25/04/2026 chroniquepalestine.com  9min #312156

Gaza : l'économie numérique informelle et la résistance socio-économique


30 mars 2026 - Des étudiantes assistent à des cours pour la première fois depuis le début du génocide à Gaza, réunies dans une université de fortune gérée en collaboration avec Scholars Without Borders dans le quartier d'Ak Mawasi à Khan Younis, dans la bande de Gaza.
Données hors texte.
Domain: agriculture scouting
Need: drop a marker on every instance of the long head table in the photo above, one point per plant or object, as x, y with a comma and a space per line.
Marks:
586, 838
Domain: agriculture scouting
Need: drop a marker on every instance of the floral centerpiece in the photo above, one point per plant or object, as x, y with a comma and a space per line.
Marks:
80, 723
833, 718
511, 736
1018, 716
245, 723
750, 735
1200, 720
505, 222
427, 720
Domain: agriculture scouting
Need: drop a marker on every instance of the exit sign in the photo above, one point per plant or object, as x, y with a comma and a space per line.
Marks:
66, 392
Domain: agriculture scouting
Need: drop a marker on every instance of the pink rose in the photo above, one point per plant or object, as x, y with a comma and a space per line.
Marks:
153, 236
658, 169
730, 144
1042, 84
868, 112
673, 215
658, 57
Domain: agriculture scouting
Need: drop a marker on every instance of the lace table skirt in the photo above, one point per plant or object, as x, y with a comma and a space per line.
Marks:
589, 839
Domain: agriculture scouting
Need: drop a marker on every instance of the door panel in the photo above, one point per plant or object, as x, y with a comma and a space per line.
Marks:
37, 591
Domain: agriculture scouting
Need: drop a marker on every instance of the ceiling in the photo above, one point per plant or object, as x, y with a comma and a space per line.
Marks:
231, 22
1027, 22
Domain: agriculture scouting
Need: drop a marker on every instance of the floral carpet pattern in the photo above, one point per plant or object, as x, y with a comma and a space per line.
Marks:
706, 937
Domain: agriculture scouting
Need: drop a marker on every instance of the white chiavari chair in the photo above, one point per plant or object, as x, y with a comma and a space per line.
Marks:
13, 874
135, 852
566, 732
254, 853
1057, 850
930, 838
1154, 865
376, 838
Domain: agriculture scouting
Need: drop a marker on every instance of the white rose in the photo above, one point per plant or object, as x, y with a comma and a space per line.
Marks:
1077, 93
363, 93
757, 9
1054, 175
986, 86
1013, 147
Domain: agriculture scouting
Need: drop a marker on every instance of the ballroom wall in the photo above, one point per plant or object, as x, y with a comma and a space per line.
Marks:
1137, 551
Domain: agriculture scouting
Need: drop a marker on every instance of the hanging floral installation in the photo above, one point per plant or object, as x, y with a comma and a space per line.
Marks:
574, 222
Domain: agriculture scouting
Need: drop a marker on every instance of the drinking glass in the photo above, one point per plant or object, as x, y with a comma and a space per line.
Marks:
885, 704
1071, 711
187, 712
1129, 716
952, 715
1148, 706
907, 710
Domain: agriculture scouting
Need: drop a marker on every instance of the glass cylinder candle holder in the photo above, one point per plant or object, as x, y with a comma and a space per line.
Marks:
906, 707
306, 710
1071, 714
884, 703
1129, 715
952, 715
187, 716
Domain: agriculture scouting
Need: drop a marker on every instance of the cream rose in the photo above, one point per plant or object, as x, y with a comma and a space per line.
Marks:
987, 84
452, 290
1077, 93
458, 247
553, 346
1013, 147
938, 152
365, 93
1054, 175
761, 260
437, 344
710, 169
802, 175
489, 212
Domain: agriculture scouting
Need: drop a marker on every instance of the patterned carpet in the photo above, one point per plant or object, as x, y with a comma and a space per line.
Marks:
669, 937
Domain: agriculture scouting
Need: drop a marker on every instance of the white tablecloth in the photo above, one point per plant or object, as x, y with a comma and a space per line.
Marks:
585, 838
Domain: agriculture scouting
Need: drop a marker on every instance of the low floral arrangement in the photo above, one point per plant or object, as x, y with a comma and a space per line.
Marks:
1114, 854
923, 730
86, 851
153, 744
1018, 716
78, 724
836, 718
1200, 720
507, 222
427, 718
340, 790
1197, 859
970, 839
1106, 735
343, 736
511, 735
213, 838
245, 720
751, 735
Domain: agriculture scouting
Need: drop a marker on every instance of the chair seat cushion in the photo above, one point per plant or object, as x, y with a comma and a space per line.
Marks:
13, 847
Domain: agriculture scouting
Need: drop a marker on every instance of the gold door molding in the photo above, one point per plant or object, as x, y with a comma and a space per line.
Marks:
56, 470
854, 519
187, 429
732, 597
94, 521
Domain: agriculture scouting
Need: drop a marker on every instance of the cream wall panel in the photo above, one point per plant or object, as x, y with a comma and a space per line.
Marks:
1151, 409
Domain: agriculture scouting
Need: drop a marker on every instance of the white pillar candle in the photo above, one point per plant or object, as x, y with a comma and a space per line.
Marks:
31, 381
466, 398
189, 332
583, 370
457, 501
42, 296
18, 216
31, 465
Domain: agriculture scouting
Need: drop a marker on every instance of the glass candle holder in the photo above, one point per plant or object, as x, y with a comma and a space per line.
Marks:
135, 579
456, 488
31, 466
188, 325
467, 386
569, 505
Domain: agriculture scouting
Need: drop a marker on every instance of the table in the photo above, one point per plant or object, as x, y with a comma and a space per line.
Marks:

Construite à partir de tôles et de bois de récupération en raison des restrictions sur l'entrée de matériaux de construction à Gaza, cette structure fonctionne à l'énergie solaire dans un contexte de pénuries d'électricité généralisées. Elle offre un enseignement gratuit et accueille des centaines d'étudiants issus d'universités détruites qui n'ont pas pu poursuivre leurs études. L'ampleur de la destruction des établissements d'enseignement par Israël a été dévastatrice : 204 établissements ont été complètement détruits (190 écoles et 14 universités), tandis que 305 autres ont été partiellement endommagés, dont 293 écoles et 12 universités - Photo : Doaa Albaz / Activestills

Par  Irvan Maulana

À l'aube de l'année 2026 à Gaza, les chiffres révélaient une réalité que les gros titres ne pouvaient rendre compte. L'Office central palestinien des statistiques a indiqué que 64 % des antennes-relais de téléphonie mobile étaient hors service.

 Paltel, le plus grand opérateur du territoire, avait perdu environ 80 % de ses quelque 500 antennes-relais.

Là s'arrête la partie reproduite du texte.